Five Iranians imprisoned in U.S. freed

TEHRAN – Five Iranians who had spent years in U.S. jails were released on Monday in a prisoner swap between Tehran and Washington mediated by Qatar.

Two of the freed prisoners were flown to Doha, Qatar, and then to Tehran.

“After a successful team effort, five innocent Iranian compatriots in American prisons will be free today and two of them will enter Tehran via Doha,” Kazem Gharibabadi, secretary general of Iran’s High Council for Human Rights, wrote on his X account on Monday.

“The High Council for Human Rights, alongside the government and the judiciary, will remain determined to uphold the rights of Iranians abroad,” he added.

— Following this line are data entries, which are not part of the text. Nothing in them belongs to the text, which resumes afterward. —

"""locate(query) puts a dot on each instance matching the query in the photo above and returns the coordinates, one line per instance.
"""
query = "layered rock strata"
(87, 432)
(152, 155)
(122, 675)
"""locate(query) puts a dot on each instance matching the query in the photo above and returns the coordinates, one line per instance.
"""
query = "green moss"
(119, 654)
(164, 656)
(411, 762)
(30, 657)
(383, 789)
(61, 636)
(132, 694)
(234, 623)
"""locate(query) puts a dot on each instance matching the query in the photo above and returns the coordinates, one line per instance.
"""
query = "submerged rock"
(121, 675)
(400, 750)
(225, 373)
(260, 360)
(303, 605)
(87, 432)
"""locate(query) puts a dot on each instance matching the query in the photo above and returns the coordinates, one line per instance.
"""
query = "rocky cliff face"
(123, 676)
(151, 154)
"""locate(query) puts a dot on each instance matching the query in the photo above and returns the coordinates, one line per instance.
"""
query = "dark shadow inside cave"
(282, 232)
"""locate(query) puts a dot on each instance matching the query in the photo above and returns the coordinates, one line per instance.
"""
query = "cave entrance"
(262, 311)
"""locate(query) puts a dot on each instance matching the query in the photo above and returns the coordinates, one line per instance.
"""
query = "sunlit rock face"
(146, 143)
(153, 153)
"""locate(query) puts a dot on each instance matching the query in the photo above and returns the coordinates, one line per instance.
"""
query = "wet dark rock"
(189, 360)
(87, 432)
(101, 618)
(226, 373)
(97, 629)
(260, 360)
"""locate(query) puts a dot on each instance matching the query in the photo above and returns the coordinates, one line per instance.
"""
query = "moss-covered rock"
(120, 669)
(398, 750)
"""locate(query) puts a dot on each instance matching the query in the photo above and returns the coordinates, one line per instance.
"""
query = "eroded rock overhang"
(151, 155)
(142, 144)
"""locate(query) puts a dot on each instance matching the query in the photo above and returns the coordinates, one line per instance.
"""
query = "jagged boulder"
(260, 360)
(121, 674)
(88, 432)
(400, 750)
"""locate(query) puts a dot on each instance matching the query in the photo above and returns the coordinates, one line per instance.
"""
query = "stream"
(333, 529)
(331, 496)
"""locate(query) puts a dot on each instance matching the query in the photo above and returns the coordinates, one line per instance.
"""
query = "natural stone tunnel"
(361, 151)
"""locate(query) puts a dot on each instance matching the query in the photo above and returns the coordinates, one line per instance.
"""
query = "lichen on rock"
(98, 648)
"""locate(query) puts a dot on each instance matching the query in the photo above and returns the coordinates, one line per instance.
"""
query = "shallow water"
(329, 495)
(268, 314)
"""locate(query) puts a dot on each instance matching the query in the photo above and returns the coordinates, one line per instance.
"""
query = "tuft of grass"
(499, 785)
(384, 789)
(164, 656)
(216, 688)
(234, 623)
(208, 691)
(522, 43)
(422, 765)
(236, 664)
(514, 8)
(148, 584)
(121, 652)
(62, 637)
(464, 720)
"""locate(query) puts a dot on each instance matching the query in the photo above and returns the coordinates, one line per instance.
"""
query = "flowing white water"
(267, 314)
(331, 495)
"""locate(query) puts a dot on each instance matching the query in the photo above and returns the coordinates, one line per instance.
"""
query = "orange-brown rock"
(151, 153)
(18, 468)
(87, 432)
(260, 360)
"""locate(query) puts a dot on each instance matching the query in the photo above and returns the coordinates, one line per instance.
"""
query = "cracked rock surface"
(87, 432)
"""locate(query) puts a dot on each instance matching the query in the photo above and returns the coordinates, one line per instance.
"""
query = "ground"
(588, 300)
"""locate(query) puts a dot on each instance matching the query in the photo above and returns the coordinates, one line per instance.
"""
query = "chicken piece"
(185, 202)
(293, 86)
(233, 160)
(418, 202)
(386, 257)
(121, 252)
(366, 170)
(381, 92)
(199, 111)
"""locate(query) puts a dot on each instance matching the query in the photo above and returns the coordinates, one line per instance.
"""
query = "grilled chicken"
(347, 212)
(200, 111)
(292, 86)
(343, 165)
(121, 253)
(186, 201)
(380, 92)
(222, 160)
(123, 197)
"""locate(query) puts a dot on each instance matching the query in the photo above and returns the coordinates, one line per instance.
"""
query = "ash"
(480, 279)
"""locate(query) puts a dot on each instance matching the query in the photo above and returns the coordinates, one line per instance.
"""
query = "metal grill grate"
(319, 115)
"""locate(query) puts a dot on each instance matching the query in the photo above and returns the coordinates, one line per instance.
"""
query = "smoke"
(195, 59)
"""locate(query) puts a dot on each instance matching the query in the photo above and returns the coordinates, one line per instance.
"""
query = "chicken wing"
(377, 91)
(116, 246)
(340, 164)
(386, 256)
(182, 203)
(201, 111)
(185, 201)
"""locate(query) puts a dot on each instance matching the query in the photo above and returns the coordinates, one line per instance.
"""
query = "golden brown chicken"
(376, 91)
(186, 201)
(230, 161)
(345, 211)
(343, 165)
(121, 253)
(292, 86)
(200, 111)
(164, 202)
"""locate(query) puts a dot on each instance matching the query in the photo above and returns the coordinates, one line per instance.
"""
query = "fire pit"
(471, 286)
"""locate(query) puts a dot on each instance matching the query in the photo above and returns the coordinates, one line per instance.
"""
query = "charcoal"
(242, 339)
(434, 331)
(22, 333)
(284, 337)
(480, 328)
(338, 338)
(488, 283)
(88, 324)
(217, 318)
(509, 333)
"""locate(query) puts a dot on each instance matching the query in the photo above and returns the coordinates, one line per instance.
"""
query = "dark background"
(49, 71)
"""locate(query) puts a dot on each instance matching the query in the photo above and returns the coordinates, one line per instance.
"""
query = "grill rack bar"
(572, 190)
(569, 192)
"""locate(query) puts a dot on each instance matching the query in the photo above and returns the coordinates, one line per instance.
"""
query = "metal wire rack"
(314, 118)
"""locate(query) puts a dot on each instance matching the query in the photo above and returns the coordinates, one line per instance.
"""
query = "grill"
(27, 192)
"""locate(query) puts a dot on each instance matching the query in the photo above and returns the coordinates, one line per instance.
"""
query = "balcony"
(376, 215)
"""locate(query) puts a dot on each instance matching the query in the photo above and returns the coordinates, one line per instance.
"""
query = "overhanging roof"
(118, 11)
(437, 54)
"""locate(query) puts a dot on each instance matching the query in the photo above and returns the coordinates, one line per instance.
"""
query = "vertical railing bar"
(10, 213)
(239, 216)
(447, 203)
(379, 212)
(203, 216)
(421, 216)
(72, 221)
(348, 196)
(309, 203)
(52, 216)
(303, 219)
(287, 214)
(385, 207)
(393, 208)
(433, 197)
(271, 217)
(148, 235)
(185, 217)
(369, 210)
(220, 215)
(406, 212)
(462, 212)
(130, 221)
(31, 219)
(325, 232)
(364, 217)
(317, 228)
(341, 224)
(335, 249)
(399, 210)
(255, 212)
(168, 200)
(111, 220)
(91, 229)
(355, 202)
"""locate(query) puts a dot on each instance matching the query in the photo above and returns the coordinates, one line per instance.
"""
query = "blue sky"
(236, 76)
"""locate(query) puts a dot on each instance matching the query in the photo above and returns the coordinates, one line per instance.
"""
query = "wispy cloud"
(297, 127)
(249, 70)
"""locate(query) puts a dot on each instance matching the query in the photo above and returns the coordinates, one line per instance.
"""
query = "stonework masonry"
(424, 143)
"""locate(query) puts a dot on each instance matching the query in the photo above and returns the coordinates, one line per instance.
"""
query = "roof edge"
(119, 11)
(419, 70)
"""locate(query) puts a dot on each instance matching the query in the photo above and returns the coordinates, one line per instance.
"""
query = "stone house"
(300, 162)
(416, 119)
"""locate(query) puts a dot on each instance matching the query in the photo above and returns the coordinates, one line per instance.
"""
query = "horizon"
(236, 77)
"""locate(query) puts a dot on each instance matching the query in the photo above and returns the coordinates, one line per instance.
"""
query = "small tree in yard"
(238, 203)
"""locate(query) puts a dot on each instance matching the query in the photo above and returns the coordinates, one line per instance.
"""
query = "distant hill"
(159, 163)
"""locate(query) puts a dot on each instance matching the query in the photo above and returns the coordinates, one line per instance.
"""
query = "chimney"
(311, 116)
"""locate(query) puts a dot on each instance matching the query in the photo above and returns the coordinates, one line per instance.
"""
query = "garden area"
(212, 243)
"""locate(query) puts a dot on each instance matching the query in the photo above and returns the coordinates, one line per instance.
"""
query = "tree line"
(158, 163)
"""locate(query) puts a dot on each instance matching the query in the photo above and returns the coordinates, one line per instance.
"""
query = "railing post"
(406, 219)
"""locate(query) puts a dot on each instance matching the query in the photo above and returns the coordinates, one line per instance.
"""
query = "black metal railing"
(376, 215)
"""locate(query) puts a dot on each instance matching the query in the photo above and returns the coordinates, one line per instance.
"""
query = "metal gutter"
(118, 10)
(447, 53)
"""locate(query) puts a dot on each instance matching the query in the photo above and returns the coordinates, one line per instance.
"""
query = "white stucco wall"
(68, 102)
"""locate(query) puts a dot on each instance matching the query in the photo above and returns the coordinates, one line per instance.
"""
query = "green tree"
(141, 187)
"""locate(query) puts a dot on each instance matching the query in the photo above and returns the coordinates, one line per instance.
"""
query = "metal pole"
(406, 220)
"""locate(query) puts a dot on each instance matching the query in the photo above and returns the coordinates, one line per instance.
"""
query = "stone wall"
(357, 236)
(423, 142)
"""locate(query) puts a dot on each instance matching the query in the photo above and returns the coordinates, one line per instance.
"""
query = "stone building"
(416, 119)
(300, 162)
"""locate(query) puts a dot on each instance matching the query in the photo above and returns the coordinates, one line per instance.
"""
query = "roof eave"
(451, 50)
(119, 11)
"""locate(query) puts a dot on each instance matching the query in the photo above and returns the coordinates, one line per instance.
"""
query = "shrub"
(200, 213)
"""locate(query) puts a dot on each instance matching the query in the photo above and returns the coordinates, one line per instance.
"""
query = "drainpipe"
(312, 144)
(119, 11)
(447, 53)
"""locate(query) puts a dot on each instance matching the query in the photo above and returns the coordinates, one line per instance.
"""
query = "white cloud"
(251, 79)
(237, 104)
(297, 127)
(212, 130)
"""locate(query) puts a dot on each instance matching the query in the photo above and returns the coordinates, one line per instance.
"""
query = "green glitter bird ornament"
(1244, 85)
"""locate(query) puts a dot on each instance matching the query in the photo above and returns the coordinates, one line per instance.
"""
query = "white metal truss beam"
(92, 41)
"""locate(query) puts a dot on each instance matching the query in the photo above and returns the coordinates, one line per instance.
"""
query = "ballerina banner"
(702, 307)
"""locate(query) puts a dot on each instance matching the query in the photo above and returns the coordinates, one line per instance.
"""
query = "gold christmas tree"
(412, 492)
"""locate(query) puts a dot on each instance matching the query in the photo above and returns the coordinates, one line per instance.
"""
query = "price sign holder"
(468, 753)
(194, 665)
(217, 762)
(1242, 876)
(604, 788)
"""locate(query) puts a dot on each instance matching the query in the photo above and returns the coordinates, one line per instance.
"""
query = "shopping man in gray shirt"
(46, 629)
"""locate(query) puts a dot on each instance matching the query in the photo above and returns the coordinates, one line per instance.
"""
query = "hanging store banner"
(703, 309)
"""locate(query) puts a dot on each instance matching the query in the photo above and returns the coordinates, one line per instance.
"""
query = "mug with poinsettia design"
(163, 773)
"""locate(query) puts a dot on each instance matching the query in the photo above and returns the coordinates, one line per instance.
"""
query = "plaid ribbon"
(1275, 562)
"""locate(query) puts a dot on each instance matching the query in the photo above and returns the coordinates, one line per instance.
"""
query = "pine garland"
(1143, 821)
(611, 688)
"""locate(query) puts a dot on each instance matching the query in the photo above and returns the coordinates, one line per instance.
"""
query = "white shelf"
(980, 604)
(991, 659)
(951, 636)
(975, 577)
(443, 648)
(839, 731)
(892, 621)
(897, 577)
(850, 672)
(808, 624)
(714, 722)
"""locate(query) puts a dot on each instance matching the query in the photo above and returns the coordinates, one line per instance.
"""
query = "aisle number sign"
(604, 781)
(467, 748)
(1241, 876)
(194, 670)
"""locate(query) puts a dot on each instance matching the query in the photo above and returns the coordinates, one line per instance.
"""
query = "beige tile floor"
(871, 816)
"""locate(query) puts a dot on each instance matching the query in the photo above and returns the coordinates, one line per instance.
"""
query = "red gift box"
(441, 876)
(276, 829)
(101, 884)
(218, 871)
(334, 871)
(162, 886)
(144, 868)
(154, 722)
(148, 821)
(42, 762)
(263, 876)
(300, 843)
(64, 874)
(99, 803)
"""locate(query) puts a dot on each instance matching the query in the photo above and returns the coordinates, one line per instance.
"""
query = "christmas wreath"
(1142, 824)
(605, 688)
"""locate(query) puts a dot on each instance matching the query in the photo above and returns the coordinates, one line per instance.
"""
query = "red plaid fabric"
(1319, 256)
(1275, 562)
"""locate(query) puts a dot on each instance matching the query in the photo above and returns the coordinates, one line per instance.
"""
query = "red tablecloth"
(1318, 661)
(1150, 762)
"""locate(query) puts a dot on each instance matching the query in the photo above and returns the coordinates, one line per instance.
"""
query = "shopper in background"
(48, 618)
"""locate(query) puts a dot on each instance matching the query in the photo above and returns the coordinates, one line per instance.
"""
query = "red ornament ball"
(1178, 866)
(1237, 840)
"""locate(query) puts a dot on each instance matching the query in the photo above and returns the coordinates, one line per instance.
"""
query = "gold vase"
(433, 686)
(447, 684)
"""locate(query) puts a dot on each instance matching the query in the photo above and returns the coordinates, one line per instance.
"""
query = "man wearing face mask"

Earlier in the day, Iranian Foreign Ministry spokesperson Nasser Kanaani stated that two of the inmates will be returned to Iran, one will join his family in a third country, and two will remain in the United States.

The process of implementing an agreement with the U.S. on the release of Iran’s assets as well as a prisoner swap has progressed at a favorable pace, said the spokesman.

Mehrdad Moein Ansari, Kambiz Attar Kashani, Reza Sarhangpour Kofrani, Amin Hassanzadeh, and Kaveh Lotfollah Afrasiabi are the names of the five Iranian detainees.

They had been unjustly detained in American jails under the guise of breaking U.S. sanctions.

The Iranian Foreign Ministry spokesman said the five Iranian prisoners are being released by the U.S. in exchange for five American prisoners.

The five Americans, who also hold Iranian passports, boarded a chartered flight to the Qatari capital Doha. From there, they will be flown to Washington.

The deal comes after months of indirect talks mediated by Qatar, which began in February last year.

The Islamic Republic has stressed that the exchange of detainees is entirely humanitarian.

Back in August, the United States and Iran agreed to liberate five American prisoners in exchange for the detention of a number of Iranians held in the U.S. and access to around $6 billion in Iranian oil revenues in South Korea.

As a first step in the prisoner swap, the Americans were moved in mid-August from the Evin prison to a safe house in Tehran.

The Iranian-American prisoners are Siamak Namazi, Emad Sharghi and Morad Tahbaz, who had been jailed on charges of spying, as well as two others whose families withheld their names.

“This is just the beginning of a process that I hope and expect will lead to their return home to the United States,” Secretary of State Antony Blinken said.

It is worth noting that the U.S. is to blame for all moratoriums made in such talks because it had illogically and futilely resisted all legitimate demands by Iran. The American officials thought they had the upper hand in the talks and gave the cold shoulder to any proposals.

Iran has always been keen on any kind of negotiations but the U.S. officials tend to comport themselves in a way that they are always right! But on the contrary, they showed no sign of logical behavior.

Such a deal can be contemplated as a victory for the administration of President Ebrahim Raisi who called it “honorable diplomacy.”